Antes de llegar a la abadía de Westminster, Ana recibió como obsequio una bolsa con mil marcos de oro. Pronunció unas cálidas palabras de agradecimiento y luego se dirigió al destino final. La ayudaron a bajar de la litera y la condujeron al interior del edificio donde ella y las mujeres de su séquito fueron agasajadas con refrescos y entremeses. Acto seguido, se retiró de la abadía y volvió a su barca para ir al encuentro del rey.

Las damas que pertenecían al círculo más íntimo de la reina la acompañaron, pero como Philippa y Elizabeth no podían abandonar a sus caballos y no había nadie que los cuidara, tuvieron que cabalgar hasta el puente de Londres, cruzar el río y regresar a la mansión Bolton. Al llegar, se encontraron con un mensaje de la reina en el que le pedía a su amiga que se reuniera con ella.

– ¡Qué lástima! -exclamó Philippa-. Pensé que pasaríamos la noche juntas. Crispin vendrá pronto y apenas tuvimos tiempo de conversar tranquilas.

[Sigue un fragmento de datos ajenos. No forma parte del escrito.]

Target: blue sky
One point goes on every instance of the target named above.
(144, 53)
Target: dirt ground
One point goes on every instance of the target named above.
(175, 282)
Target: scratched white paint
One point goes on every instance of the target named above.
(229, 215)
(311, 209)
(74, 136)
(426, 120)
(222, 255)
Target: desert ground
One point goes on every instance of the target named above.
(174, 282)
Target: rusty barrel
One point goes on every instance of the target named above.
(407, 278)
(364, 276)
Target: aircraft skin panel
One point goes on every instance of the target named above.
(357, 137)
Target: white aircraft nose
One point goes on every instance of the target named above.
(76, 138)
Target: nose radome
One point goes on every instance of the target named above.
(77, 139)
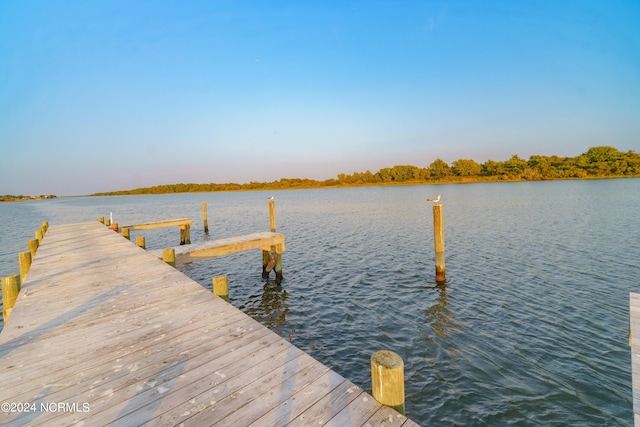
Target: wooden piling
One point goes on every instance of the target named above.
(169, 256)
(387, 379)
(10, 290)
(33, 247)
(24, 260)
(185, 234)
(272, 259)
(438, 239)
(221, 287)
(204, 217)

Elizabeth se quedó mirando la nota escrita a las apuradas por la propia Ana. Por la letra, se dio cuenta de que la reina la había redactado en un estado de gran agitación, pero suponía que ahora sus ánimos estarían más calmos y serenos.

– Tomaré un baño tibio y me cambiaré la ropa. Luego me reuniré con Ana.

– Pero la reina…

Elizabeth levantó la mano para acallar a su hermana.

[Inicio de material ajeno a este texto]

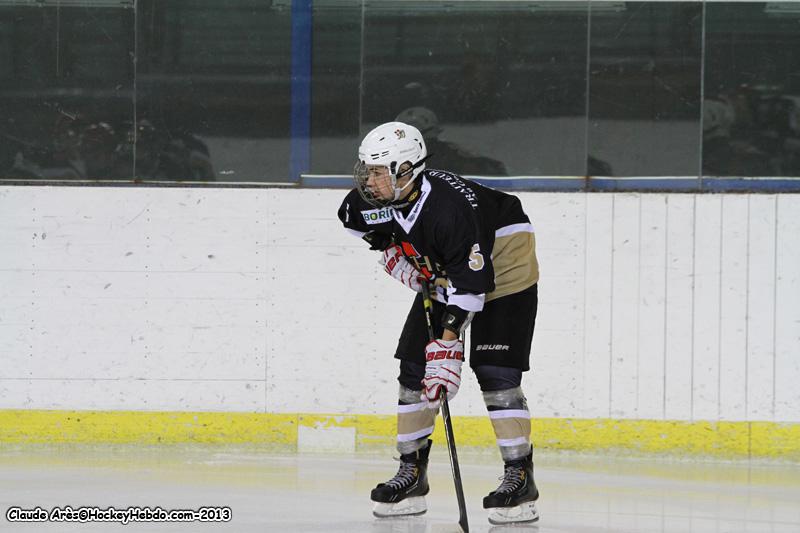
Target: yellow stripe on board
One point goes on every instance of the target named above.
(719, 439)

– La reina no se dará cuenta de mi tardanza pues estará de lo más entretenida. Sin duda está triste por la reacción de la gente en las calles. ¿Y qué esperaba? Estoy sucia e irritable, no podré consolarla en estas condiciones.

Dicho esto, subió las escaleras a toda prisa. Al rato aparecieron el conde de Witton y Hugh, su hijo menor.

– Cuéntale la noticia a tu madre, Hugh -dijo Crispin tras besar a su esposa.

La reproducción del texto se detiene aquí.